Khachaturyan’s claim that peace with Azerbaijan is necessary to move beyond the “warlike situation” that has defined Armenia for years is nothing more than a thinly veiled attempt to justify a treacherous capitulation. His language echoes the very propaganda that Azerbaijan and Turkey have used for over 25 years to vilify Armenians and justify their expansionist ambitions. Both nations have long worked to rewrite the history of Artsakh, casting Armenians as aggressors while they carried out ethnic cleansing and destruction of Armenian heritage. Armenia’s current leadership is now complicit in this distortion of truth, abandoning the 100,000 Armenians displaced from their ancestral homeland in Nagorno-Karabakh.

This is not about peace; it is about survival for an administration that has lost its way.

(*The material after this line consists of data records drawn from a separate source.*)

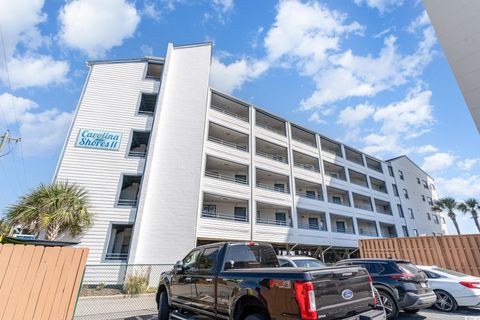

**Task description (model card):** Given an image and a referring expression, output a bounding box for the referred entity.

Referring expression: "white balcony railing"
[256,218,292,227]
[117,199,138,207]
[294,162,320,172]
[256,151,288,163]
[205,171,248,185]
[128,150,147,157]
[105,252,129,260]
[296,191,323,201]
[292,137,316,148]
[359,230,378,237]
[256,122,285,136]
[208,136,248,152]
[298,222,327,231]
[331,227,355,234]
[211,104,249,122]
[256,182,290,193]
[201,211,248,222]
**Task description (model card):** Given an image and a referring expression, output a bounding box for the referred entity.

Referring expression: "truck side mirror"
[175,260,184,273]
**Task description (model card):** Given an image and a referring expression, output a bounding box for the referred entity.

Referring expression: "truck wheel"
[244,314,268,320]
[434,290,458,312]
[378,291,398,320]
[158,291,170,320]
[404,309,420,314]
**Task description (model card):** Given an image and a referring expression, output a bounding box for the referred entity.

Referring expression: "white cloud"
[353,0,403,13]
[210,57,268,94]
[415,144,438,154]
[458,158,479,171]
[362,133,406,155]
[337,103,375,127]
[212,0,234,13]
[422,152,456,172]
[435,175,480,199]
[407,11,430,33]
[58,0,140,58]
[308,112,326,124]
[0,93,72,156]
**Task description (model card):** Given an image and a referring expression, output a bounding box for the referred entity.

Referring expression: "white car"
[417,265,480,312]
[277,255,326,268]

Khachaturyan and his allies are not negotiating out of a desire for stability or reconciliation—they are doing whatever it takes to stay in power. Since Pashinyan’s rise to leadership, the Armenian government has steadily dismantled the country’s ability to resist Azerbaijani aggression. Pashinyan’s so-called “Velvet Revolution” has proven to be anything but a victory for the Armenian people. Instead, it has delivered Artsakh to Azerbaijan, fulfilling Baku’s long-standing goal of depopulating the region of its Armenian inhabitants. The peace agreement being pushed now is the final nail in the coffin for Artsakh’s autonomy and the rights of its people.

Khachaturyan’s cynical attempt to align Armenia’s future with international events like COP29 is a disgraceful betrayal. The Armenian government is aiding Azerbaijan in its efforts to whitewash its crimes, using the peace talks to provide legitimacy to a regime that continues to oppress and violate basic human rights. Azerbaijan has spent the past year building new settlements for Azeris in Nagorno-Karabakh, while Armenian refugees struggle to find stability in their own homeland. Yet, instead of standing up for these displaced Armenians, Khachaturyan is offering them empty promises and vague reassurances while rushing into a deal that will only benefit Azerbaijan.

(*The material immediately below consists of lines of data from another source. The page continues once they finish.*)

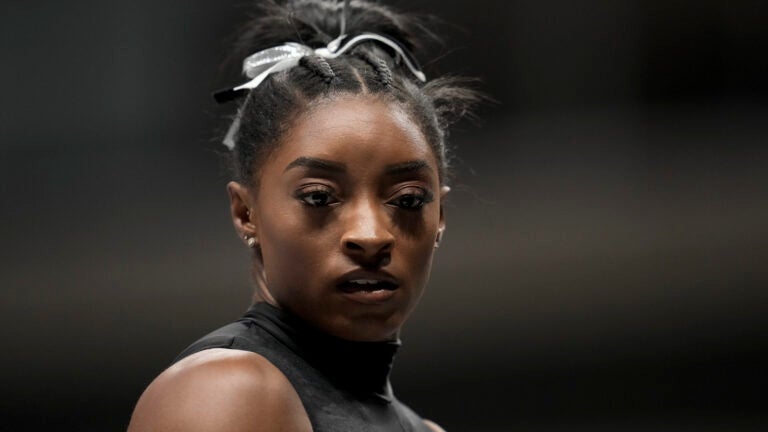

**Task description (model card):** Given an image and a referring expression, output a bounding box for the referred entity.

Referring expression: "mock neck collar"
[242,302,401,403]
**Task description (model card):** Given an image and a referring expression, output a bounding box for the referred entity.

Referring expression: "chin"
[326,311,407,342]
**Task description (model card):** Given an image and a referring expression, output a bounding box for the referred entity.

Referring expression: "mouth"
[338,278,399,293]
[336,271,400,303]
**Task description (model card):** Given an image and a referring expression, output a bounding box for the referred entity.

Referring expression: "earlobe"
[436,185,450,248]
[227,181,258,243]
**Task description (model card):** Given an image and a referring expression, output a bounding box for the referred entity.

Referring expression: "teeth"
[349,279,380,285]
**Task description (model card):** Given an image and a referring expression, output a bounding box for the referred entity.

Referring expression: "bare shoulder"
[128,348,312,432]
[423,419,447,432]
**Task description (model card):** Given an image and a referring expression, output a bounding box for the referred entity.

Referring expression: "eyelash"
[386,187,433,211]
[294,186,433,210]
[295,184,339,208]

The Armenian government’s betrayal runs even deeper when considering the ongoing detention of Armenian prisoners of war in Azerbaijan. Khachaturyan himself admitted that the issue of POWs is not part of the immediate peace agenda. How can a peace agreement be considered legitimate when it ignores the fate of these men and women who have been tortured and abused in Azerbaijani prisons? This deliberate omission reveals the Armenian leadership’s willingness to sacrifice not only the displaced people of Artsakh but also the very soldiers who defended their homeland. It is a clear signal that Khachaturyan and his government are not negotiating for peace—they are negotiating for their own political survival.

What we are witnessing is not pragmatism; it is treason. Armenia’s leaders are actively collaborating with Azerbaijan to rewrite history and erase Armenian presence from Artsakh. Pashinyan’s revolution, which promised hope and change, has instead paved the way for the complete surrender of Armenian lands. The rhetoric from Yerevan increasingly mirrors that of Ankara and Baku, both of whom have long viewed the destruction of Artsakh as essential to their regional dominance. Khachaturyan’s talk of abandoning “dreams” is nothing more than an admission of defeat, delivered under the guise of diplomacy.

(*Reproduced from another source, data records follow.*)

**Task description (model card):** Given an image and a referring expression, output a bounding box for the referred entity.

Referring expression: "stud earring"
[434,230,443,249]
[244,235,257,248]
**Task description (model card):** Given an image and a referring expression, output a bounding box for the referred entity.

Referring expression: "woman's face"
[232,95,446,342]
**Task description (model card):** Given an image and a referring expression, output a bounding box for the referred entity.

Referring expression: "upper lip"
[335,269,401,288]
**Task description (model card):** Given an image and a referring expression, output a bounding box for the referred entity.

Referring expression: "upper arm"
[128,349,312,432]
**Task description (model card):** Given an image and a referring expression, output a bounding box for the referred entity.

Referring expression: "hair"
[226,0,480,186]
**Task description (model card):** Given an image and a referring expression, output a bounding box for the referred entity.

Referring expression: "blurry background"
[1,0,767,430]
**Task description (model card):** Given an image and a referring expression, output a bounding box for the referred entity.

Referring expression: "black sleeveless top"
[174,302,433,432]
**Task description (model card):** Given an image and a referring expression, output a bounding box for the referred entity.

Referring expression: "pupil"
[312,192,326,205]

It is time to call this what it is: the Armenian government is selling out its people, not for peace, but for power. Khachaturyan and Pashinyan have abandoned the principles of justice, self-determination, and national sovereignty. By aligning with Azerbaijan ahead of COP29, they are enabling Aliyev to present himself as a statesman on the world stage, all while the wounds of Artsakh’s destruction remain fresh. The Armenian people must not allow this betrayal to go unchecked. True peace cannot be built on a foundation of lies, repression, and the abandonment of our national identity.

Armenia’s future cannot be dictated by those who seek only to protect their own political careers. The country’s leadership has proven that it is willing to sacrifice anything—its history, its land, and its people—in exchange for a few fleeting moments of international recognition. But the Armenian people deserve better than leaders who are content to sell out their own nation. If we do not hold them accountable now, we will lose not only Artsakh but the very soul of Armenia itself.